It would be disingenuous to say that there is an easy answer to these questions, because their isn't, but Scripture does give us an incredible piece of insight into God's way of dealing with human nature in giving us the free will choice between right and wrong (Deuteronomy 30:15-20):
"See, I have set before you this day life and good, death and evil. If you obey the commandments of the LORD your God which I command you this day, by loving the LORD your God, by walking in his ways, and by keeping his commandments and his statutes and his ordinances, then you shall live and multiply, and the LORD your God will bless you in the land which you are entering to take possession of it. But if your heart turns away, and you will not hear, but are drawn away to worship other gods and serve them, I declare to you this day, that you shall perish; you shall not live long in the land which you are going over the Jordan to enter and possess."
I call heaven and earth to witness against you this day, that I have set before you life and death, blessing and curse; therefore choose life, that you and your descendants may live, loving the LORD your God, obeying his voice, and cleaving to him; for that means life to you and length of days, that you may dwell in the land which the LORD swore to your fathers, to Abraham, to Isaac, and to Jacob, to give them."
This passage is a warning by the Lord (which the Deuteronomist tells us was given though Moses) to the children of Israel to obey his commandments or face the harsh consequences of their own disobedience. God was warning the Israelites not that he was going to "kill them off" if they went their own way, but that they would bring about their own destruction in view of their own bad choices. What this important Old Testament passage is telling us today is something similar but far more simple-God has given humanity the free will to choose right and wrong, good and evil. God has shown us what good is, having done so sending his Son, the Word Incarnate into the world. Jesus Christ came into the world to redeem humanity, but he didn't come to force anyone to follow him or force people to do good or right. That choice is ours alone, and the choice we make has consequences.
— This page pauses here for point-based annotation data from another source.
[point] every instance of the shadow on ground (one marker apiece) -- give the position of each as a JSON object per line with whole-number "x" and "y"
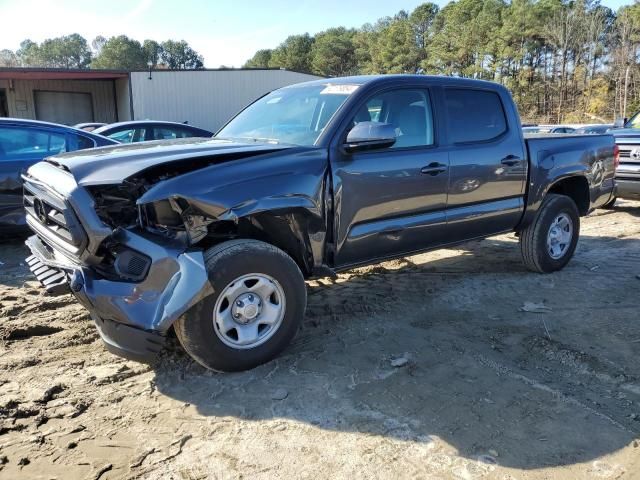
{"x": 413, "y": 351}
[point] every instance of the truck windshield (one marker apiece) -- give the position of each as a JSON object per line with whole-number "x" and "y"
{"x": 294, "y": 115}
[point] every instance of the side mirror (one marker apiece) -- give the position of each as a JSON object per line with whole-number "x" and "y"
{"x": 619, "y": 123}
{"x": 370, "y": 135}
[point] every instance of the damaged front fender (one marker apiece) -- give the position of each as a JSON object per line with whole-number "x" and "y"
{"x": 176, "y": 281}
{"x": 287, "y": 190}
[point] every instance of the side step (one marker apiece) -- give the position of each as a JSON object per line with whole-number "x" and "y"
{"x": 54, "y": 280}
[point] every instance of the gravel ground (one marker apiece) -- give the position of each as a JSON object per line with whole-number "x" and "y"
{"x": 424, "y": 367}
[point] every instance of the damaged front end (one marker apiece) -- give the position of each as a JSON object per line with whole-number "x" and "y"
{"x": 135, "y": 283}
{"x": 132, "y": 252}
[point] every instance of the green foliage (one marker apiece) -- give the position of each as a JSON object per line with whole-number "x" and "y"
{"x": 261, "y": 59}
{"x": 395, "y": 48}
{"x": 293, "y": 54}
{"x": 333, "y": 53}
{"x": 121, "y": 52}
{"x": 8, "y": 59}
{"x": 179, "y": 55}
{"x": 562, "y": 59}
{"x": 70, "y": 51}
{"x": 152, "y": 51}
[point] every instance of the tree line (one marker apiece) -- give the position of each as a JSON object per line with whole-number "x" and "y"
{"x": 563, "y": 60}
{"x": 121, "y": 52}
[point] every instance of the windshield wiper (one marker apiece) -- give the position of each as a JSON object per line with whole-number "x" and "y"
{"x": 252, "y": 139}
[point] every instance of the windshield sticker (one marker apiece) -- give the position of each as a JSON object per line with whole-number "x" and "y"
{"x": 340, "y": 89}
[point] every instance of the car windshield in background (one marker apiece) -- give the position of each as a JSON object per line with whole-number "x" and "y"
{"x": 634, "y": 122}
{"x": 294, "y": 115}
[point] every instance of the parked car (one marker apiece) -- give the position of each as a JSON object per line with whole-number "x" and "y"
{"x": 548, "y": 129}
{"x": 144, "y": 130}
{"x": 215, "y": 237}
{"x": 90, "y": 126}
{"x": 23, "y": 143}
{"x": 598, "y": 129}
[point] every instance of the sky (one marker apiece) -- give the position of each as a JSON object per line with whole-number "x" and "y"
{"x": 225, "y": 32}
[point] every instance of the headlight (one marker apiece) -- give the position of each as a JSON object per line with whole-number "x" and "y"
{"x": 174, "y": 218}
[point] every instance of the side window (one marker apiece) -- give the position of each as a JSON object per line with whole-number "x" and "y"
{"x": 167, "y": 133}
{"x": 130, "y": 135}
{"x": 29, "y": 143}
{"x": 409, "y": 111}
{"x": 474, "y": 115}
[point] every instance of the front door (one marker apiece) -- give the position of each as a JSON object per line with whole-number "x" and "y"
{"x": 392, "y": 200}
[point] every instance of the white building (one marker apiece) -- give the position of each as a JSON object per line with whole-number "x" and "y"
{"x": 203, "y": 98}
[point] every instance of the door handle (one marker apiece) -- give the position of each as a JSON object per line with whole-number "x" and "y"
{"x": 434, "y": 169}
{"x": 511, "y": 160}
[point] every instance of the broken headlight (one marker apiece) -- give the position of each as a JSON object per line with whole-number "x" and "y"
{"x": 176, "y": 219}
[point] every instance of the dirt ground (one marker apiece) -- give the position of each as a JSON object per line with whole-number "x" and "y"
{"x": 419, "y": 368}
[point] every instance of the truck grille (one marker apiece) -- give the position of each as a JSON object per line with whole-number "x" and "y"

Knowing this helps us understand that people have the power to make choices, even the most terrible choices. We believe that people will be held to account for their choice to rebel against the laws of God and his command to love our neighbor as we love ourselves. We believe that God loves the humanity that he created so much that he sent his Son into the world-the second person of the Trinity and the Incarnate Word-to redeem us from our own sins, our decision to make choices that lead to what the Scripture passage above calls "death and evil," to give us the ability through the redemption of the Cross to reclaim for ourselves the side of "life and good." It is this desire on the part of God from the very beginning to be reconciled with mankind which he made in his image and likeness that is what Advent and Christmas (and, for that matter, Lent, Holy Week, and Easter) are really all about.
In Newtown, Connecticut yesterday, for reasons we do not know and have no power or authority to judge, a young man chose death and evil over life and good. As public figures on all sides begin a disgraceful attempt to politicize the massacre, virtually no one is blaming the root cause that brings about all such violence in our age: A Culture of Death in Western society which not only says that the unborn and the aged and the infirm and the helpless have only the value that we as individuals assign to them, but one which glorifies violence, demeans and objectifies the human person, and perverts liberty itself. Our present culture is saturated with the glorification of sin and the public promotion and encouragement-and even promotion by the state-of the worst forms of social and human depravity, and we wonder how someone could get it into their mind to do such a thing.
When society chooses "death and evil," it is telling individuals that death and evil and all of the sins that go with them are also an acceptable personal choice. We will not see peace in our culture until we begin to choose life and good anew.
Pray for the families and the people of Newtown, Connecticut.
Eternal rest grant unto them, O Lord, and let perpetual Light shine upon them. May their souls and the souls of all the Faithful Departed through the mercy of God rest in peace. Amen.